Le générique traditionnel de Woody Allen, police Windsor blanche sur fond noir, alors que Giulia y los Tellarini égrènent leur chanson acidulée, Barcelona. Suit un plan d'une mosaïque de Miro à l'aéroport de la capitale catalane, avant que la caméra ne pivote pour suivre Vicky et Cristina qui partent visiter la ville. Sagrada Familia, Parc Güell, guitare et toro de fuego : Woody Allen ne craint pas la carte postale, au contraire, il pousse le cliché à fond : Juan Antonio est forcément peintre, son père est forcément poéte, et Barcelone est forcément romantique.
Débarquent donc dans cette ville filmée en permanence avec une photographie mordorée, deux touristes américaines, deux opposées : Vicky, la brune, titulaire d'un Master d'Identité catalane, performance d'autant plus méritoire qu'elle n'a jamais mis les pieds en Espagne et ne parle ni la catalan ni le castillan, et qui concoit l'amour comme un engagement durable ; et Cristina, la blonde, qui ne sait pas ce qu'elle attend mais qui sait ce qu'elle ne veut pas, prête à toutes les aventures et pourtant toujours insatisfaite.
Commence alors un marivaudage autour de Juan Antonio, un peintre qui "a eu une histoire torride avec une belle folle qui a essayé de le tuer", Roméo en Alfa qui ne s'est jamais consolé de la perte de sa Juliette. Triangle classique, mais la malice de Woody Allen brouille les cartes et réveille les ulcères, et entre joutes oratoires savoureuses et jeu de cache-cache, l'intrigue avance doucement, comme une journée d'été.
Puis commence la deuxième partie du film, annoncée par une fermeture et une ouverture à l'iris : le retour de la belle folle jouée par Penelope Cruz. La critique s'est extasiée sur le jeu de l'actrice d'Almodovar, et c'est vrai qu'elle est comme d'habitude époustouflante en passionaria hystérique, lointaine cousine ibérique de Frida Kahlo. Mais ces comparses ne sont pas mal non plus, notamment Scarlett Johansson dans un rôle plus contrasté, et Javier Bardem, aussi à l'aise en séducteur latino qu'en tétraplégique ou en tueur psychopathe.
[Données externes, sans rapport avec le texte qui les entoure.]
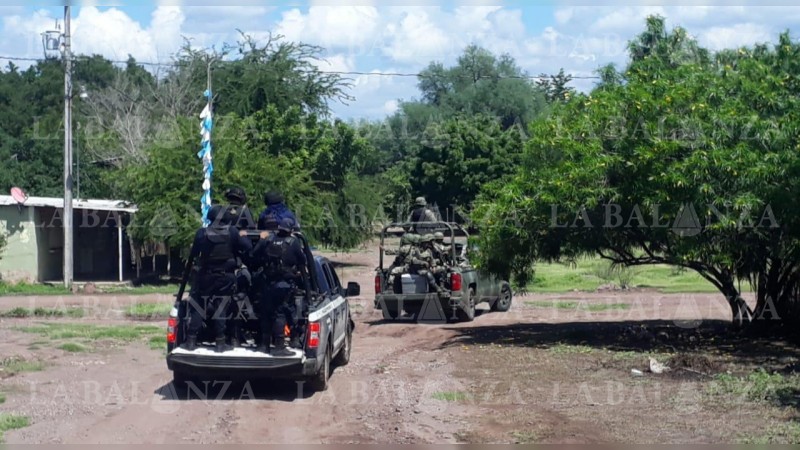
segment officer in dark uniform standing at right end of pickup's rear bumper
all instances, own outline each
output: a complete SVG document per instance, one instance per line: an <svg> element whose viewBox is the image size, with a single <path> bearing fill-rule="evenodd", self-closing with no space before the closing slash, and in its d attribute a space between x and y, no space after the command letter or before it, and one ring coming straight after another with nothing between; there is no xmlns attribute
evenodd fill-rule
<svg viewBox="0 0 800 450"><path fill-rule="evenodd" d="M285 339L287 325L293 331L293 338L296 338L295 315L298 311L293 294L298 286L302 286L306 291L309 290L306 255L300 239L292 236L294 225L291 218L284 218L278 224L277 233L271 238L266 238L266 233L262 233L264 239L253 250L255 257L262 261L267 281L266 301L262 302L260 308L262 340L257 350L267 351L268 336L271 331L275 346L272 352L274 356L293 355L286 348ZM270 313L274 314L272 320L269 319ZM295 342L293 344L297 345Z"/></svg>

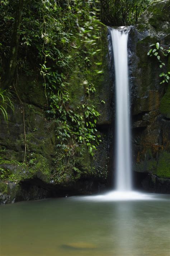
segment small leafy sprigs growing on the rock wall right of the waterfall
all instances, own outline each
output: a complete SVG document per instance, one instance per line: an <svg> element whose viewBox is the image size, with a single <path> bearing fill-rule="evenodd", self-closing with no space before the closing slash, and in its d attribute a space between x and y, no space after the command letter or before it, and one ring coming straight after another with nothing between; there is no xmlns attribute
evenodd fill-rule
<svg viewBox="0 0 170 256"><path fill-rule="evenodd" d="M160 44L157 42L156 44L151 44L150 45L151 49L147 53L148 56L152 57L155 56L157 60L159 61L159 67L162 69L162 67L165 66L165 63L161 61L161 56L169 56L170 54L170 47L169 49L164 49L163 47L160 46ZM162 72L160 73L160 77L163 79L160 84L162 83L168 83L170 79L170 71L167 70L167 72Z"/></svg>

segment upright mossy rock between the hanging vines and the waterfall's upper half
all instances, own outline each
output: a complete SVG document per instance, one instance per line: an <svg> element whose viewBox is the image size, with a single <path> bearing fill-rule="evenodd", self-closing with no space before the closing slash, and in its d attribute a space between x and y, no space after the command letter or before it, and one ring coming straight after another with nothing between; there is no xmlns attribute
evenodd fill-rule
<svg viewBox="0 0 170 256"><path fill-rule="evenodd" d="M94 55L93 58L91 57L88 68L87 65L82 65L85 58L84 55L77 59L67 90L71 96L70 106L76 108L77 106L81 106L87 98L85 79L89 86L93 85L95 92L90 93L88 102L94 105L100 113L97 124L103 125L111 124L112 122L112 108L110 106L113 96L113 80L109 76L108 28L102 23L99 23L99 26L101 27L101 38L97 41L96 48L101 49L101 51L97 55ZM99 62L102 62L102 65L96 66L95 63ZM103 73L100 75L96 74L96 69L103 70Z"/></svg>

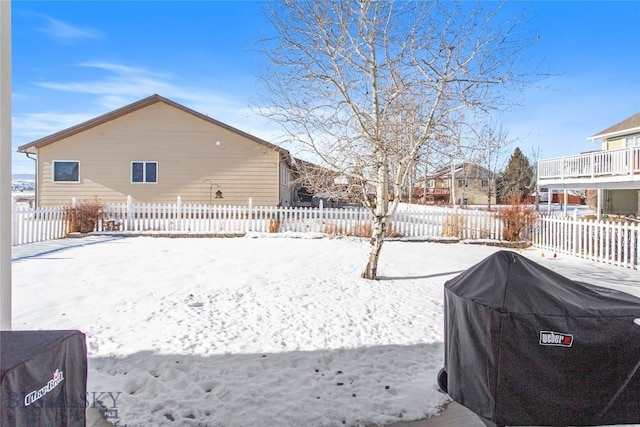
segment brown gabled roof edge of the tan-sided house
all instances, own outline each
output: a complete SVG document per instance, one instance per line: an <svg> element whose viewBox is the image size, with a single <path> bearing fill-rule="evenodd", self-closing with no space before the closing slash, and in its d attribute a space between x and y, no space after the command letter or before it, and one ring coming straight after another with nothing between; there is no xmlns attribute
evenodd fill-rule
<svg viewBox="0 0 640 427"><path fill-rule="evenodd" d="M220 126L224 129L227 129L231 132L234 132L236 134L242 135L245 138L248 138L254 142L257 142L258 144L264 145L265 147L271 148L277 152L279 152L281 155L283 155L285 157L285 159L287 160L287 162L291 165L293 164L292 160L291 160L291 155L289 154L289 152L287 150L285 150L284 148L278 147L275 144L272 144L270 142L267 142L263 139L260 139L256 136L253 136L251 134L248 134L246 132L241 131L240 129L236 129L232 126L229 126L226 123L222 123L218 120L212 119L211 117L199 113L195 110L192 110L188 107L185 107L184 105L178 104L177 102L171 101L170 99L164 98L158 94L154 94L151 95L147 98L141 99L140 101L136 101L132 104L126 105L122 108L118 108L116 110L113 110L109 113L103 114L101 116L95 117L93 119L87 120L86 122L80 123L78 125L72 126L70 128L61 130L59 132L56 132L54 134L51 134L49 136L45 136L44 138L40 138L37 139L35 141L29 142L28 144L24 144L21 145L20 147L18 147L18 152L20 153L31 153L31 154L36 154L37 153L37 149L44 147L46 145L49 144L53 144L54 142L60 141L64 138L68 138L72 135L75 135L77 133L83 132L85 130L91 129L95 126L99 126L101 124L107 123L111 120L117 119L118 117L122 117L126 114L132 113L134 111L140 110L142 108L148 107L149 105L153 105L155 103L158 102L162 102L165 103L167 105L170 105L172 107L175 107L179 110L185 111L189 114L192 114L198 118L201 118L202 120L206 120L210 123L213 123L217 126Z"/></svg>

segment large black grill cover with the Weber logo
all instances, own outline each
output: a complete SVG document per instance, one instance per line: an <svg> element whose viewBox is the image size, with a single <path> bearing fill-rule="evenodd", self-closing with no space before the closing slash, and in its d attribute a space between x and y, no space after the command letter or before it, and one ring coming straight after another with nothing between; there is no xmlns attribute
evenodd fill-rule
<svg viewBox="0 0 640 427"><path fill-rule="evenodd" d="M640 298L510 251L444 293L453 400L498 425L640 423Z"/></svg>

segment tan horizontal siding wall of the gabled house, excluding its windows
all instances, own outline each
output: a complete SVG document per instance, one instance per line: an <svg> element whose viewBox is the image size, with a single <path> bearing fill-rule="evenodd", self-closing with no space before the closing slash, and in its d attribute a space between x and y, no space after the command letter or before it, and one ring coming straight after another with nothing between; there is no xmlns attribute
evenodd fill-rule
<svg viewBox="0 0 640 427"><path fill-rule="evenodd" d="M80 183L53 183L54 160L78 160ZM132 161L157 161L158 182L131 183ZM39 204L64 205L73 197L104 203L209 201L213 180L223 199L216 203L256 205L279 202L277 151L243 135L164 103L156 103L38 152Z"/></svg>

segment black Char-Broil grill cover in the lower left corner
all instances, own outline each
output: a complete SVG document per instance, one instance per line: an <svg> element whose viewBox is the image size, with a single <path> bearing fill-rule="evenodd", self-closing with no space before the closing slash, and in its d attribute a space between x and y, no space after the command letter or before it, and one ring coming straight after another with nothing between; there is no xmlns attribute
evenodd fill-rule
<svg viewBox="0 0 640 427"><path fill-rule="evenodd" d="M86 424L87 348L80 331L0 331L0 426Z"/></svg>

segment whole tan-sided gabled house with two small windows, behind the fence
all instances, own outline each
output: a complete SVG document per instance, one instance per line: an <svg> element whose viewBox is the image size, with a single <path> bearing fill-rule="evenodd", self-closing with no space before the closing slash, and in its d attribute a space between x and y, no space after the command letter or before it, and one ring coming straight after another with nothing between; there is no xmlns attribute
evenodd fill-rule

On l'aura compris, "Vicky Cristina Barcelona" est plutôt un bon Woody Allen, construit astucieusement avec une voix off à l'ancienne qui accélère l'intrigue, des dialogues savoureux - mais moins logorrhéiques que dans d'autres films -, et une distribution impressionnante. On n'a pas le temps de s'ennuyer, grâce à cette savante construction et aux multiples rebondissements, mais Woody Allen a bien fait d'arrêter son film au bout d'1 h 37, car ce n'est pas sûr que le spectateur aurait tenu encore longtemps.
Pas franchement comédie, pas réellement film dramatique, ce quarantième film de Woody Allen ne prendra sans doute pas place parmi ses plus grands films. Il n'en reste pas moins un agréable divertissement, largement supérieur à la moyenne des films de ces derniers mois.